Pentagon's Cyberwarfare Strategy

by  David Gewirtz

Three related events this week caught the attention of security professionals and news organizations everywhere.

The first was when defense contractor Lockheed Martin announced it had been hit by a cyberattack. The second was when a Pentagon spokesman said the U.S. might consider a cyberattack to be an act of war (and might respond with physical force). The third news story was of another attempted penetration of Google’s systems from China, this time phishing for Gmail account information from senior U.S. officials.
These events are a continuance of the ongoing trend of digital attacks. They are noteworthy in context because they’re helping us see how cyberspace is finally being formally integrated into international policy.

Last night, I was back on BBC radio, where we discussed many of the issues surrounding the formalization of cyberdefense policies. During the interview, it became clear that there were a bunch of questions people on both sides of the pond had about what these new policies mean, and if they indicate a new aggressiveness on the part of the United States.

To clear up some of the confusion, I’ve listed ten things you should know about America’s new cyberdefense policies.

1. Attacks can by symmetrical or asymmetrical.

In warfare, the attackers and defenders aren’t always evenly matched. We’ve all seen what modern bombers can do to a small village, but many people don’t realize that cyberwarfare flips the equation, making it much more costly to defend than attack.

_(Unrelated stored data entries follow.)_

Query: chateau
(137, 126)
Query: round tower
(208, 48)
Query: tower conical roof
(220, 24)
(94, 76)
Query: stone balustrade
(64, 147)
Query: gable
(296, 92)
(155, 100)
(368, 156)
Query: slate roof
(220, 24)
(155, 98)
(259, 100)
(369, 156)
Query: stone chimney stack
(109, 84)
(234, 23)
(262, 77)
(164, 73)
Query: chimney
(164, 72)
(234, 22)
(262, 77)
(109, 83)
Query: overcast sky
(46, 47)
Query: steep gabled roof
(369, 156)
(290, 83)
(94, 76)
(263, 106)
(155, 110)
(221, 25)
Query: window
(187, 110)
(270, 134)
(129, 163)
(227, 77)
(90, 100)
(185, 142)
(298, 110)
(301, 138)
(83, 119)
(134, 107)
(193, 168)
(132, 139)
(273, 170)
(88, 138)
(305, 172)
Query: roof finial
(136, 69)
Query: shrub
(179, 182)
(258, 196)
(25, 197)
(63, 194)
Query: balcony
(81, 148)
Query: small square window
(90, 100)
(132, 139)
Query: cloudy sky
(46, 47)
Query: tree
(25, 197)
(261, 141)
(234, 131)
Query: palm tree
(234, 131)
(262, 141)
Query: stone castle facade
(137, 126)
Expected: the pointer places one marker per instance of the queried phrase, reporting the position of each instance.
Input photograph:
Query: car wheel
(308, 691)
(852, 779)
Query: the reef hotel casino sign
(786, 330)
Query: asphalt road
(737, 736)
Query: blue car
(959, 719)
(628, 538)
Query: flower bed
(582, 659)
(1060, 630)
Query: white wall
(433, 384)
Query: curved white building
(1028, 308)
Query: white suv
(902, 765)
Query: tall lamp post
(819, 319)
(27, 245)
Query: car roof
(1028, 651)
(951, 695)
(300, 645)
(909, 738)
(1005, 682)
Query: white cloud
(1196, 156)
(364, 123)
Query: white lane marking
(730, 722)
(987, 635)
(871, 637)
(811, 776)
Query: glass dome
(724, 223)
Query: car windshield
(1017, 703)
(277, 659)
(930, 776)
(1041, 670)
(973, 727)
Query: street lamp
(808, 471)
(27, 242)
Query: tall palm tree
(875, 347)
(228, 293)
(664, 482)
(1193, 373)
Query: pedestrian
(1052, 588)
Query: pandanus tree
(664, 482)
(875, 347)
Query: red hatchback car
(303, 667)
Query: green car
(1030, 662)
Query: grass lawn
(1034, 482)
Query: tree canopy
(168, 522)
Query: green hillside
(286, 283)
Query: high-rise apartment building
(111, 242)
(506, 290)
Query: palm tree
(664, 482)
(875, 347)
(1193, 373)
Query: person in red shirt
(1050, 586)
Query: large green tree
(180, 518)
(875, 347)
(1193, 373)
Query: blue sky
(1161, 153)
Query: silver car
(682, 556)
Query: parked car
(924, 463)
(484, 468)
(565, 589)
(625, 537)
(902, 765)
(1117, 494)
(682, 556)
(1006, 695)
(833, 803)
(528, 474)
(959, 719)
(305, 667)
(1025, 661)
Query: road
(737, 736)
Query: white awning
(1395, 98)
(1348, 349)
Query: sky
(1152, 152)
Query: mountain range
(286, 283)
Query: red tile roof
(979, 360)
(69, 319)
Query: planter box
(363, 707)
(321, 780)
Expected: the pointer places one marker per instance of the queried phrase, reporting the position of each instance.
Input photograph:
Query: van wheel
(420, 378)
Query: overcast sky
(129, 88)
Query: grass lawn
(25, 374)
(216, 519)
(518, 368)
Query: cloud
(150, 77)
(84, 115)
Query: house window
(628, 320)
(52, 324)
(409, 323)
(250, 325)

For example, any small group with a pile of PCs (or even PlayStations) can mount a hugely damaging attack, especially if they make use of zombie botnets as a force multiplier.

This means that while the attackers only have to aim at one target, the nation states have to defend every possible target from every possible attack. The cost of defense can be wildly more expensive than the cost of attack.

This changes the entire budgetary calculus of war. Take tank warfare, for example. Back in the days of tank warfare, each side needed to come up with the necessary resources to build and buy tanks — an expensive endeavor. The nuclear race was even more costly, costing in the billions (and, nearly — in today’s dollars — the trillions) to develop.

By contrast, a PC capable of launching a digital attack of mass destruction might cost a few hundred bucks. Defending against those attacks could cost billions.